His supervisor called 811 to notify utility companies the previous week, and all of them have marked their lines. Unfortunately, gas, electric and water lines run parallel to the property line in the area where the worker was instructed to plant the shrubs.
He inspects the markings and determines there is a 5-foot-wide space between the electric and water lines. Deciding to plant the shrubs in this zone, he uses a powered hand-held earth auger to dig the first hole. The auger contacts an electric line, transferring a fatal high-voltage shock to the operator via its metal handles.
The bottom line: The rapid expansion of underground utility systems makes following proper digging protocols more important than ever, says Dennis Von Ruden, president of General Equipment. “Don’t take it for granted that every utility line is always marked precisely,” he warns. “I’ve seen too many times where a utility line was improperly marked or not even marked at all.”
“Locating practices not sufficient” is the third most prevalent root cause of underground utility damage, accounting for 25 percent of incidents, according to the Common Ground Alliance’s 2011 DIRT Report.
Because he was disturbing ground within 40 inches of markings, the worker should have used his hands or vacuum-excavation methods to expose the water and electric lines – if he proceeded with the job at all.

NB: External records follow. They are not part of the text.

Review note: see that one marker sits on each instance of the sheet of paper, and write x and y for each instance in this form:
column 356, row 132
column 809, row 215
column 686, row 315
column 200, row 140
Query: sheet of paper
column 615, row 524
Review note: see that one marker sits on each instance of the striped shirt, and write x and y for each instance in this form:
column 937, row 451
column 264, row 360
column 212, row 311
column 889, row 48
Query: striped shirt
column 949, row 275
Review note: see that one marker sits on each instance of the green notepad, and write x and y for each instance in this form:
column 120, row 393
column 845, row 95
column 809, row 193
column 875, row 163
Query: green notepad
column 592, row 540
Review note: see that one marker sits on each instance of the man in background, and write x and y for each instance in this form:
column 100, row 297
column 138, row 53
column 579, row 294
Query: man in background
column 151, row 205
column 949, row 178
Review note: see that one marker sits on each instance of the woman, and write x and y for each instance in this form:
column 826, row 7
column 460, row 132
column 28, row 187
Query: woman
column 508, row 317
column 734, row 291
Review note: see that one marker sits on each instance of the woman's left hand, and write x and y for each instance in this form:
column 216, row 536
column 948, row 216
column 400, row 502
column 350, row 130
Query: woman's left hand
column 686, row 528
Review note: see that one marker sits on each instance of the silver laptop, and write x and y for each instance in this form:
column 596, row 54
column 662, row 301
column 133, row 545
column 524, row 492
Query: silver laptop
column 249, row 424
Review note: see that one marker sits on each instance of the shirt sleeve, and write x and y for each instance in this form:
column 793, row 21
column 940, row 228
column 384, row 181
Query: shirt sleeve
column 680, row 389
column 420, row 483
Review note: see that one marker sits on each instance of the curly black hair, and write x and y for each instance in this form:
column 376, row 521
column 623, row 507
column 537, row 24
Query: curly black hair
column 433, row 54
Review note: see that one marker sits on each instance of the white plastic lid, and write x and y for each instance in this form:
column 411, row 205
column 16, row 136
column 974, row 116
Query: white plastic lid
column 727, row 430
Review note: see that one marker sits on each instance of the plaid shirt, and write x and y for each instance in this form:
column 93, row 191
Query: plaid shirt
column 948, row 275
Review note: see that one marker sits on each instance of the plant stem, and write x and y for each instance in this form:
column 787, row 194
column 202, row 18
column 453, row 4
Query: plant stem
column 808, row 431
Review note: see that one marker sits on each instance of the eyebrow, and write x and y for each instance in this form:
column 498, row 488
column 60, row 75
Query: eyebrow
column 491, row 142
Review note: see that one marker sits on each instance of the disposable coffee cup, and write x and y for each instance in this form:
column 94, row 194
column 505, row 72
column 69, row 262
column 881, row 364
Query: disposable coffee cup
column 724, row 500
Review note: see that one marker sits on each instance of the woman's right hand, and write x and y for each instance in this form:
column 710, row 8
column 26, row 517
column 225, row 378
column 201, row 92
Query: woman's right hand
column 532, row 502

Be aware underground utility lines are commonly buried near property lines, increasing danger since property owners often want privacy barriers such as fences and plants installed in these areas. Someone from your company should call 811 (the national Call Before You Dig number) at least 72 hours prior to digging. If the handles of digging equipment you use are made of steel or aluminum, ask your supervisor or company owner for equipment with nonconductive handles made of wood, fiberglass or composite material. Even then, you should never use anything in damp conditions like rain or snow.
• Note the presence of landscape lighting, water features, sprinkler systems and wired-up storage/outbuildings.
• Clear everyone from the vicinity, shut off or extinguish sources of ignition such as equipment, vehicles and cigarettes and notify a supervisor if you damage a fuel line.
• Refrain from dismounting a machine that is touching an electric line. If you must leave the machine, jump off as far out as possible instead of stepping off in a routine manner.